1. At Remodelista we’re all plotting a visit to the newly opened Ace Hotel in the up-and-coming downtown, with interiors by Commune (a firm we’ve been admiring ever since we stayed at the Ace Palm Springs a couple of years ago).
2. My first stop is usually Noodle Stories on West 3rd Street, which carries my favorite under-the-radar designer, Sofie d’Hoore (last time I dropped in I had a bonus Ellen Degeneres sighting; she’s a Sofie fan too). The shop itself is the height of understatement; I especially like the plywood office kitchen at the back of the store and the ginger candies they dispense at the cash register.

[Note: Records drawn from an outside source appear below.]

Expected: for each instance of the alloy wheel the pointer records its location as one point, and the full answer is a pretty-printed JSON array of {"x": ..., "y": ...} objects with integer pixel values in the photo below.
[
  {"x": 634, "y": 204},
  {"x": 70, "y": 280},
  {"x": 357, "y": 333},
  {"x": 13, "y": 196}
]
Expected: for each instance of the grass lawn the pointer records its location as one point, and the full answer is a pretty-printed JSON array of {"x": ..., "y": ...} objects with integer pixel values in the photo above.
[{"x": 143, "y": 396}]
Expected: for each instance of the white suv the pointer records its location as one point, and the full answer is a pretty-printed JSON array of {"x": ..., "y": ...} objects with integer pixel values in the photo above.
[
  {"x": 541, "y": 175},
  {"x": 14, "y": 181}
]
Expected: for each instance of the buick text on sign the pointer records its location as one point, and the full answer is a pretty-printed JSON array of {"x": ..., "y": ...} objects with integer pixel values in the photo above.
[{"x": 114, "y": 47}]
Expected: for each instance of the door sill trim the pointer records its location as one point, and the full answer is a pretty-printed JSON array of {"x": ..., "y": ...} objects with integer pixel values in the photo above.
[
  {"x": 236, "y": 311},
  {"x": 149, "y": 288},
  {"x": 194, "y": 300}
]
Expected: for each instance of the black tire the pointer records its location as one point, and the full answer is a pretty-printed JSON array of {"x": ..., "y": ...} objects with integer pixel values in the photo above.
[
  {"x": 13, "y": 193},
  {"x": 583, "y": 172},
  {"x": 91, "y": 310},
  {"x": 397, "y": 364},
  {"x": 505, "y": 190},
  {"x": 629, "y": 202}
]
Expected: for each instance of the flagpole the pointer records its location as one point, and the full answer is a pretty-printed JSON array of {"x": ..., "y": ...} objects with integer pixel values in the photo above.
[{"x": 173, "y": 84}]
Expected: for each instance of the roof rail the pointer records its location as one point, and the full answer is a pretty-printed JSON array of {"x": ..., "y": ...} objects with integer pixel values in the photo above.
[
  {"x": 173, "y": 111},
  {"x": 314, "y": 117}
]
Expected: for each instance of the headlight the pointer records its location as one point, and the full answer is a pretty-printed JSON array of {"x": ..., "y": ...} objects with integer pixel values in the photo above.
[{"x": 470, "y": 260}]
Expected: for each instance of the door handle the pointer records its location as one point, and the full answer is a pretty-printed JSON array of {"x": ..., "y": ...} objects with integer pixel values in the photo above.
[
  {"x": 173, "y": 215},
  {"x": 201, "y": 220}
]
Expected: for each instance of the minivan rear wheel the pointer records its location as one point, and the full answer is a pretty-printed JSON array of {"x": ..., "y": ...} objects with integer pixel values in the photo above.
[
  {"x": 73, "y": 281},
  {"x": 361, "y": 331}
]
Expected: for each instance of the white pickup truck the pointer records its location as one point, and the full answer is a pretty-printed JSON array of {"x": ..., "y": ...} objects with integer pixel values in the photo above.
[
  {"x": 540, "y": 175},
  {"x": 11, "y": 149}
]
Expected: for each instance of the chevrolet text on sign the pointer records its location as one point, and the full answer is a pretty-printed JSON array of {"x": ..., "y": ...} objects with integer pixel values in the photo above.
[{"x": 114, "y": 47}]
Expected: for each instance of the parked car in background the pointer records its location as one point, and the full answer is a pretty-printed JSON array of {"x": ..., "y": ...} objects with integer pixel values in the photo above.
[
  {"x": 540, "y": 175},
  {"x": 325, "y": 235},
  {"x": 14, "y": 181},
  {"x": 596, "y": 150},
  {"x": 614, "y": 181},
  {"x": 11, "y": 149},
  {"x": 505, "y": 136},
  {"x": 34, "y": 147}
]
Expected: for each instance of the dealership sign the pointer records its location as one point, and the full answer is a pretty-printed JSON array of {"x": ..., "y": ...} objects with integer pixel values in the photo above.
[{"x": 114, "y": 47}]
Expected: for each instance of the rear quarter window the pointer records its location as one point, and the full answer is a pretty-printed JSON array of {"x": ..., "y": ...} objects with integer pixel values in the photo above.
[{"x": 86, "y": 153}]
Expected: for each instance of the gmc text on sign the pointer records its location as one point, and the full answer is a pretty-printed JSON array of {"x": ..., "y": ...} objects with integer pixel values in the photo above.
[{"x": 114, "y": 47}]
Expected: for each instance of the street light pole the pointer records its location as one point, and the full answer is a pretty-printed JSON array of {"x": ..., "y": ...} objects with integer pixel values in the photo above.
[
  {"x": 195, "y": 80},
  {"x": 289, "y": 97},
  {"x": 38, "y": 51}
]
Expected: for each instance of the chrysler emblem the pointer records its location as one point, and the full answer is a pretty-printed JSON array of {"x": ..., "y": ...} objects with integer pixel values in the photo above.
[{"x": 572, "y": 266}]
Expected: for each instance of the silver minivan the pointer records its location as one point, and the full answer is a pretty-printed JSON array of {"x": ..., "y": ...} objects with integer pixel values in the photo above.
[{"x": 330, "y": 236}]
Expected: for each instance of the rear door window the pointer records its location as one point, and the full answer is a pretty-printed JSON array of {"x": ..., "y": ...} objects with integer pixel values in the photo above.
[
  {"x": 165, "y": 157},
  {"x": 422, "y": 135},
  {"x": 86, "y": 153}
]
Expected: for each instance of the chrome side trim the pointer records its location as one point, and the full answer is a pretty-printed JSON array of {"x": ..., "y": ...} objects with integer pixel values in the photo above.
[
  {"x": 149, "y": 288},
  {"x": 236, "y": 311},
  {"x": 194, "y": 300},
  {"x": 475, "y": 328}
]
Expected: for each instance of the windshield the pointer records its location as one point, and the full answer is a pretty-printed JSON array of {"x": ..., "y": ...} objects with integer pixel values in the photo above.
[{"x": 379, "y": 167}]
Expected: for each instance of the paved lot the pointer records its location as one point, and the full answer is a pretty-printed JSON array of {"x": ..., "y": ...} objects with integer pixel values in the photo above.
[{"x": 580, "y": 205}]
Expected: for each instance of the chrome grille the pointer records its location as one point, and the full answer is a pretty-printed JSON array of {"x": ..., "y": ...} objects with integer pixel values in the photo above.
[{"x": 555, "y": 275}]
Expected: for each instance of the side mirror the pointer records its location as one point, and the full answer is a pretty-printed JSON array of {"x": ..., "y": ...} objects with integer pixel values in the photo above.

3. I’d also drop in at Garde on Beverly Boulevard, LA’s best housewares shop, to check out the offerings; I’ve got my eye on the reasonably priced Concrete Pendant Lamp with wood cleat by local designers Wrk-Shp. Owner Scotti Sitz has great design radar; she’s one of the only US stockists of Michael Verheyden.
4. On my design to-do list: a visit to the Eames House in the Pacific Palisades, one of only 25 Case Study houses ever built. Like a visit to Mecca for any lover of mid-century design.
5. Axe is a brilliant restaurant on Abbot Kinney in Venice (I especially like the ceramic wind chime curtain by Stan Bitters that acts as an outdoor room divider on the patio). Owner Joanna Moore designed the interiors using a combination of congona and black acacia woods and handmade jute lamps.